The ritual also attracted tourists, who were interested in the history of the palace as related by Aji Putri Kannik Berau Sanipah, a princess of the sultanate. Called Ibu Puteri, she told guests that many people and noblemen died in the battles against Dutch troops.
The palace was also bombed by the Allied forces in World War II. “When the war broke out, I hid in a river. As a disguise, I covered my whole body with leaves,” she said. Despite her age, she could recall the Allied attack on Japan in Berau in 1945. “After the war, only a small number of palace heirlooms were left,” she added.
The rescued objects symbolizing Gunung Tabur’s past glory are now displayed at the royal museum and also kept by Ibu Puteri.
The Berau regency administration and PT Berau Coal have rebuilt the destroyed palace, and along with her older sister Aji Putri Nural Aini, Ibu Puteri occupies the court beside the museum.
Ibu Puteri and Aini are the children of Sultan Achmad Maulana Muhammad Chalifatullah Jalaluddin, who ruled Gunung Tabur from 1921 to 1952. Sultan Achmad’s other daughter, Aji Putri Nurul Hayati Putri and crown prince RM Badaruzzaman have passed away.
“This is a small cannon made of brass.
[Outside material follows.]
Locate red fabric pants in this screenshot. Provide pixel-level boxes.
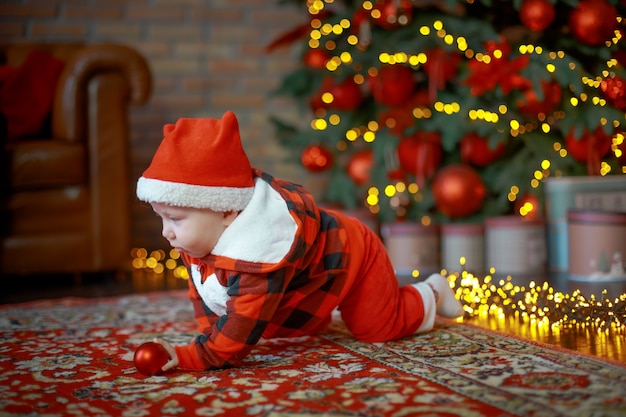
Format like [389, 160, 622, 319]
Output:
[339, 219, 435, 342]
People here call it a child’s cannon,” said Ibu Puteri, guiding visitors at the Gunung Tabur palace with its hundreds of well-maintained relics. “This is the sulimbar, where the queen gave birth. If a baby boy was born, there was a 12-gun salute and if a girl a 6-gun salute.”
Before seeing off her guests, Ibu Puteri showed pictures of Kaharsuhung, a gold crown. “This crown
was formerly worn by the royal groom in a wedding procession in Gunung Tabur. Since the demise of Sultan Achmad Maulana Muh. Chalifattulah Jalaluddin, it has never again adorned sultanate weddings,” she noted.
For the royal bride, the gold crown is called Silaberanti. “These photos were contributed by PT Berau Coal to demonstrate the company’s care for the preservation of the Gunung Tabur Sultanate’s cultural heritage,” she said.
Observing: A ceremony marks the conferment of the title Aji Datu Suraja from the Sambaliung and Gunung Tabur sultanates on East Kalimantan Governor Awang Faroek. The tourists’ exploration of the former kingdom in Berau continued. Opposite Gunung Tabur, across the Segah River, sits the Sambaliung Sultanate. It was separated from Gunung Tabur to serve the Dutch divide-and-rule strategy. In 1810, Berau was split into Gunung Tabur and Sambaliung sultanates, coinciding with the entry of Islam. Imam Sambuayan first spread the religion from Sukan village.
Although separated, on September 21, 2011, both sultanates organized an event by conferring the title of Aji Datu Suraja on East Kalimantan Governor Awang Faroek in a procession held at the Sambaliung Sultanate’s palace.
“Aji” was granted by the Gunung Tabur Sultanate and “Datu” by the Sambaliung Sultanate, while “Suraja” was derived from the name of Berau’s seventh king, Aji Sura Raja, the first sovereign to embrace Islam since the kingdom became a sultanate before the split. Aji Sura Raja governed the Berau Sultanate from 1524 to 1550.
“The title is conferred purely for cultural preservation rather than the revival of feudalism,” said Sambaliung Sultanate customary chief Datu Fachruddin.
Receiving the sultanate’s dress and heirloom, Awang Faroek expressed gratitude for the safeguarding of Berau’s cultural values.